P.L. (Peter) Horvatovich, Prof
Proteogenomics data integration of human lung tissue of COPD patients and controls.
Collaboration with Victor Guryev (ERIBA/UMCG), Maarten van den Berge, Corry-Anke Brandsma, Wim Timens (Pulmonary Diseases, Pathology and Medical Biology departments of UMCG) and the laboratory of Gyorgy Marko Varga (Lund University).
Chronic obstructive pulmonary disease (COPD) is a common disease characterized by chronic progressive airflow obstruction. The prevalence of COPD increases with age to > 10% of adults over 65 years old. With no effective treatments, COPD has significant personal and economic impact which is expected to rise further. The ultimate goal of the project is to integrate data on the genomic, transcriptomic and proteomic levels, to identify the causal genetic variants, genes, and proteins responsible for the aberrant extracellular matrix turnover driving COPD development. In this project, we have developed a proteogenomics data integration pipeline for comprehensive data processing and analysis.
Determining Head and Neck Cancer protein profile difference between elderly and young patients.
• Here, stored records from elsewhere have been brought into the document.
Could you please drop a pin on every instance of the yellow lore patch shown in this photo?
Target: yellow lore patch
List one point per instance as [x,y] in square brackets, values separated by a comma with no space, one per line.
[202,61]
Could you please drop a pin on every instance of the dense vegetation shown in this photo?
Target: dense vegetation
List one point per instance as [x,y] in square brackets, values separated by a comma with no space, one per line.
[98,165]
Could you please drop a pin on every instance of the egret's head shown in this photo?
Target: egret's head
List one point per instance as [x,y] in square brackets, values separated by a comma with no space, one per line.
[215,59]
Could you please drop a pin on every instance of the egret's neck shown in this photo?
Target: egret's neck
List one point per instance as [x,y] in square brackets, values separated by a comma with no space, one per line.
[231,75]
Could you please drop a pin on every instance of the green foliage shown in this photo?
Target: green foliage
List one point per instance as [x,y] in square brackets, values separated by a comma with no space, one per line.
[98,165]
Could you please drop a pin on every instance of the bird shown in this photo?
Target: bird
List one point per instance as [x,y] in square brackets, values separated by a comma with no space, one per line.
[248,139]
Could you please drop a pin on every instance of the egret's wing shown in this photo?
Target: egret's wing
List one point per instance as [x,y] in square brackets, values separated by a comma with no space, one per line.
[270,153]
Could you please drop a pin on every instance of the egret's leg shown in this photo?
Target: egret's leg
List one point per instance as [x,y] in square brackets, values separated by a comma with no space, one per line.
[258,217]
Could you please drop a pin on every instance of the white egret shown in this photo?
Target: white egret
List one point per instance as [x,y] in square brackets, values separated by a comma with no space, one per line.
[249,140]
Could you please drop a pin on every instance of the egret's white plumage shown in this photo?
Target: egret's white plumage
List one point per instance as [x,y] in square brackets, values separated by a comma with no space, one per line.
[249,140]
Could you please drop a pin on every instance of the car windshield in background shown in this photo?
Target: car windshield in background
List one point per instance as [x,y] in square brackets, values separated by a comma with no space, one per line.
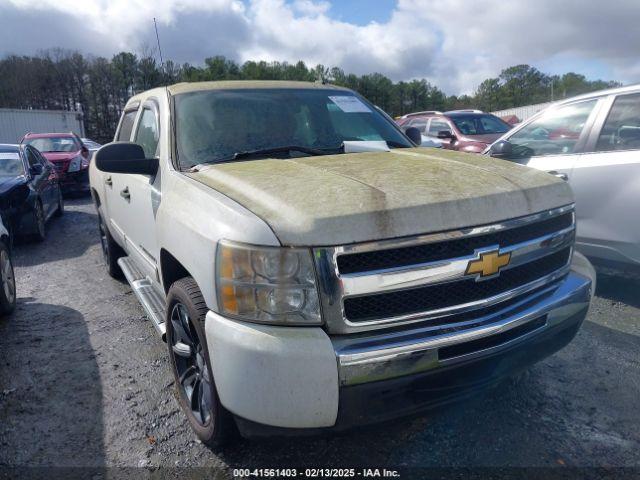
[10,164]
[54,144]
[214,125]
[478,124]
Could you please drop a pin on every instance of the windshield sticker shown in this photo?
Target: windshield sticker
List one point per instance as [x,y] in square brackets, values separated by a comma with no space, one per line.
[350,104]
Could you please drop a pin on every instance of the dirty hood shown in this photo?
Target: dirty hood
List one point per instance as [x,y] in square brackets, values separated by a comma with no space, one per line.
[359,197]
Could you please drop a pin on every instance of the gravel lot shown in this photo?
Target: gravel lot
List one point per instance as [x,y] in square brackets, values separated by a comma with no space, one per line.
[85,381]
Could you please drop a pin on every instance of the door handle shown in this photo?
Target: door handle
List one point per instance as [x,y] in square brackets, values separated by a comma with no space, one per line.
[125,194]
[560,175]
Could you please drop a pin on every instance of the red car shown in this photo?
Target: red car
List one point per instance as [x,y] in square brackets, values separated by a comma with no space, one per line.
[69,156]
[463,130]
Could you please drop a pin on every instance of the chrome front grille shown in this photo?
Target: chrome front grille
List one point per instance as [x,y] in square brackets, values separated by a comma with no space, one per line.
[425,279]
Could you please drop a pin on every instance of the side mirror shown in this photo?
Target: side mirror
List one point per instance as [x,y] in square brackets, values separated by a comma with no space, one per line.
[36,169]
[445,134]
[414,135]
[125,157]
[501,149]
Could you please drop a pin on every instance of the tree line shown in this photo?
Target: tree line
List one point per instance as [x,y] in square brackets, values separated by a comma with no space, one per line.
[100,87]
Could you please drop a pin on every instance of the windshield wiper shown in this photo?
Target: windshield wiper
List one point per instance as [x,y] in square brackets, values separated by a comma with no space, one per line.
[267,151]
[394,144]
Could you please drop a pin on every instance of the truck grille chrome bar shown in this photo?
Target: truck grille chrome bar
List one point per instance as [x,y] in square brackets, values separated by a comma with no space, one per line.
[371,292]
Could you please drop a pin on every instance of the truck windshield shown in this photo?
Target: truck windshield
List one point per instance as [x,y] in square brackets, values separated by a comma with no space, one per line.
[54,144]
[212,126]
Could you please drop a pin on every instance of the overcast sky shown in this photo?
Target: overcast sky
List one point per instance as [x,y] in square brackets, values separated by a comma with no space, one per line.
[453,43]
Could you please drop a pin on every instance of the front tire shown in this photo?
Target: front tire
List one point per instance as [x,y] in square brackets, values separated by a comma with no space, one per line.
[7,280]
[191,365]
[111,251]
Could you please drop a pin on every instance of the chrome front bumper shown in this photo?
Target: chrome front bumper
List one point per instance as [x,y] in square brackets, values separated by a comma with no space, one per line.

This project is realized in collaboration with György Halmos and Renee Verhoeven at the Head and Neck Department, UMCG.
Aging of the Western society challenges health care professionals. Head and neck cancer is the sixth most common solid malignancy, with annual half million new cases worldwide, and almost 3000 new cases in the Netherlands. The aims of the study are (1) to develop an optimized tissue sample preparation protocol for larynx cancer tumors; (2) to identify protein profile differences between head and neck cancers of young and elderly patients and (3) to analyze differences between protein interaction network in cancer and healthy tissue between elderly and young head and neck cancer patients.
Identifying missing proteins and protein forms in Chromosome 5.
The project is performed in collaboration with the HUPO Chromosome Centric Human Proteome Project (Young-Ki Paik, Chris Overall and others).
The goals of the Chromosome 5 project are to identify the protein part list of Chromosome 5 including missing proteins (proteins which were not detected until today by mass spectrometry or other proteomics techniques) in biological samples, and to detect all possible genetic variants and post-translational modifications of proteins encoded in human chromosome 5. See further details at C-HPP Wiki: http://c-hpp.webhosting.rug.nl.
Pipelines and Systems for Threshold-Avoiding Quantification (PASTAQ).
The project is performed by Alejandro Sanchez Brotons PhD student as main developer and in collaboration with Frank Suits (Melbourne, Australia). Ido Kema, Stephan Bakker and Folkert Kuipers are supporting the project.
This project has the aim to develop a comprehensive single-stage data-dependent LC-MS(/MS) data processing pipeline for accurate quantification of all mass spectrometry signal independent of the identification status. The pipeline can be applied to any separation technology (LC, CE, GC) coupled to mass spectrometry data, which deliver non-fragmented single-stage MS data. Source code and other details are available at https://pastaq.horvatovichlab.com/.
Cancer Moonshot for personalised diagnostic and treatment of melanoma patients.
Proteins are the key biomolecules actively involved biology. Cancer Moonshot project has the goal to integrate proteomics data into clinical cancer research to provide breakthrough in cancer diagnosis and treatment. Gyorgy Marko-Varga at the Centre of Excellence in Biological and Medical Mass Spectrometry (CEBMMS) at Lund University (Sweden) is leading a Cancer Moonshot project for melanoma, where Peter Horvatovich has received an honorary position. Cancer Moonshot project at CEBMMS received in 2016 aims to profile more than 4 000 samples from melanoma patients over the next 5 years. The role of our group is to support the high-throughput data analysis of LC-MS/MS proteomics data, proteogenomics data integration, to perform statistical analysis of the collected molecular profiles and clinical metadata and participation in the supervision of the PhD candidate Jonatan Erikson.
A chemoproteomic approach to study advanced glycation end-products
Saskia Sokoliova is a PhD student working on this project, which is performed in collaboration with Martin Witte (Stratingh Institute for Chemistry).
Glycolysis is one of the fundamental molecular cell processes, and dysfunctioning of this process leads to unregulated glycation of, among others, proteins. Glycation altered proteins are involved in multiple complex diseases such as cancer and COPD. In this project, we aim to develop a novel chemical tool and bioinformatic approach that identifies and quantifies advanced glycation end (AGE)-products of proteins produced by the methylglyoxal reaction at endogenously relevant concentrations. This project was recently funded by the FSE Faculty Theme of Molecular Life And Health and is a joint project with Martin Witte, leader of Chemical Biology research group at the Stratingh Institute (RUG).